BEI Kaji Penyesuaian Batas Auto Rejection Saham Perdagangan

BEI Kaji Penyesuaian Batas Auto Rejection Saham Perdagangan

PT Bursa Efek Indonesia (BEI) tengah mengkaji perubahan skema batas auto rejection above (ARA) dan auto rejection below (ARB) seiring rencana penghapusan batas minimum harga saham di pasar reguler dan pasar tunai dari Rp50 menjadi Rp1 per saham.

Rencana tersebut disampaikan BEI pada Kamis (20/8/2026). Bursa menyebut perubahan kebijakan ini ditujukan untuk meningkatkan likuiditas serta mendukung proses pembentukan harga (price discovery) yang lebih baik di pasar modal.

ARA dan ARB akan dibuat berjenjang

Direktur Pengembangan BEI Iding Pardi mengatakan, ketentuan baru mengenai ARA dan ARB masih dalam tahap pengkajian. Bursa juga masih menghimpun masukan dari pelaku pasar serta mempersiapkan aspek teknis sebelum aturan tersebut diterapkan.

“Dikembalikan ke standar,” ujar Iding saat menjelaskan rencana penyesuaian skema batas ARA dan ARB.

Dengan skema baru, batas ARA dan ARB tidak lagi diterapkan secara seragam untuk seluruh saham. Persentasenya akan disesuaikan dengan rentang harga saham secara harian atau intraday.

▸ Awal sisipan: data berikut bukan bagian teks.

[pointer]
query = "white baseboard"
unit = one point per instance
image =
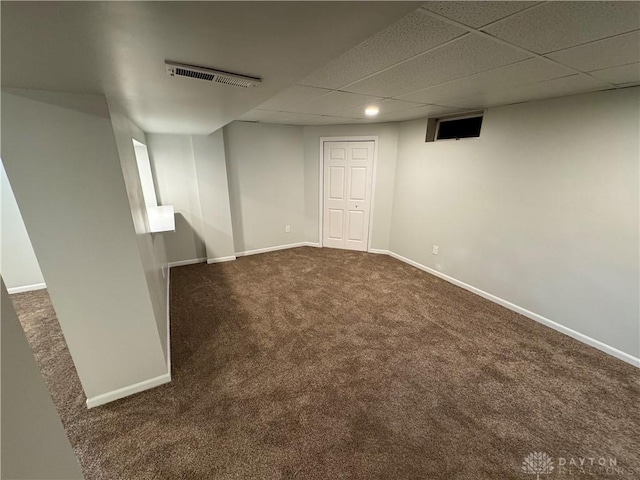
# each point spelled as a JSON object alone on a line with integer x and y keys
{"x": 635, "y": 361}
{"x": 192, "y": 261}
{"x": 220, "y": 259}
{"x": 126, "y": 391}
{"x": 27, "y": 288}
{"x": 169, "y": 324}
{"x": 277, "y": 247}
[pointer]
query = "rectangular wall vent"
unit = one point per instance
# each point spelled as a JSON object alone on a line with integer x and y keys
{"x": 210, "y": 75}
{"x": 454, "y": 127}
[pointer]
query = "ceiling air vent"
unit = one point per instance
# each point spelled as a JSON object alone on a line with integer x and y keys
{"x": 215, "y": 76}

“Setiap saham ARA dan ARB-nya tidak sama. Ada jenjang sesuai dengan harga saham per hari,” kata Iding. Ia menambahkan bahwa implementasi aturan tersebut masih dikaji.

Berdasarkan usulan yang beredar dari data BEI dan Stockbit, skema batas ARA dan ARB yang dipertimbangkan adalah sebagai berikut:

Rentang harga saham

ARA

ARB

Rp1–Rp10

Nominal Rp1

Nominal Rp1

Rp11–Rp200

35%

15%

Rp201–Rp5.000

25%

15%

Di atas Rp5.000

20%

15%

Berbeda dari aturan saat ini

Usulan tersebut akan memperbarui ketentuan yang berlaku. Saat ini, batas auto rejection BEI menggunakan beberapa jenjang harga, yakni ARA sebesar 35% untuk saham berharga Rp50 hingga Rp200, 25% untuk saham di atas Rp200 hingga Rp5.000, dan 20% untuk saham di atas Rp5.000. Batas ARB yang berlaku adalah 15% untuk rentang harga tersebut.

Apabila batas minimum saham diturunkan menjadi Rp1, saham dengan harga Rp1 hingga Rp10 akan memiliki mekanisme khusus berupa batas nominal Rp1. Dengan demikian, pergerakan harga saham pada rentang tersebut tidak dihitung menggunakan persentase, melainkan berdasarkan batas nominal.

Rencana penghapusan batas harga minimum Rp50 juga akan memungkinkan saham diperdagangkan pada harga di bawah level yang selama ini dikenal sebagai “saham gocap”. BEI menyatakan detail final kebijakan akan disampaikan setelah proses konsultasi dengan pelaku pasar dan pengukuran kesiapan sistem perdagangan Anggota Bursa selesai.

Kriteria Papan Pemantauan Khusus ikut disesuaikan

Selain mengubah batas harga minimum dan skema ARA-ARB, BEI berencana menyesuaikan ketentuan pada Papan Pemantauan Khusus.

Bursa disebut berencana menghapus kriteria 1 dan kriteria 11.2 pada papan tersebut. Langkah ini dimaksudkan untuk menyelaraskan ketentuan Papan Pemantauan Khusus dengan kebijakan baru mengenai harga minimum saham.

Saham yang masuk Papan Pemantauan Khusus tetap memiliki mekanisme perdagangan dan batas auto rejection tersendiri. Dalam ketentuan yang berlaku, saham pada papan tersebut diperdagangkan melalui mekanisme periodic call auction dan memiliki kriteria tertentu, termasuk harga rata-rata selama enam bulan yang berada di bawah Rp51.

Masih menunggu keputusan final

BEI menegaskan bahwa seluruh angka dan ketentuan yang beredar masih berupa usulan. Aturan final akan ditetapkan setelah melalui proses pengkajian, konsultasi dengan pemangku kepentingan, serta penyesuaian sistem perdagangan.

Perubahan ini berpotensi memberikan ruang perdagangan yang lebih luas bagi saham berharga rendah. Namun, penerapannya juga perlu diikuti pengawasan yang kuat karena saham pada level harga rendah cenderung memiliki risiko volatilitas dan fluktuasi yang lebih tinggi.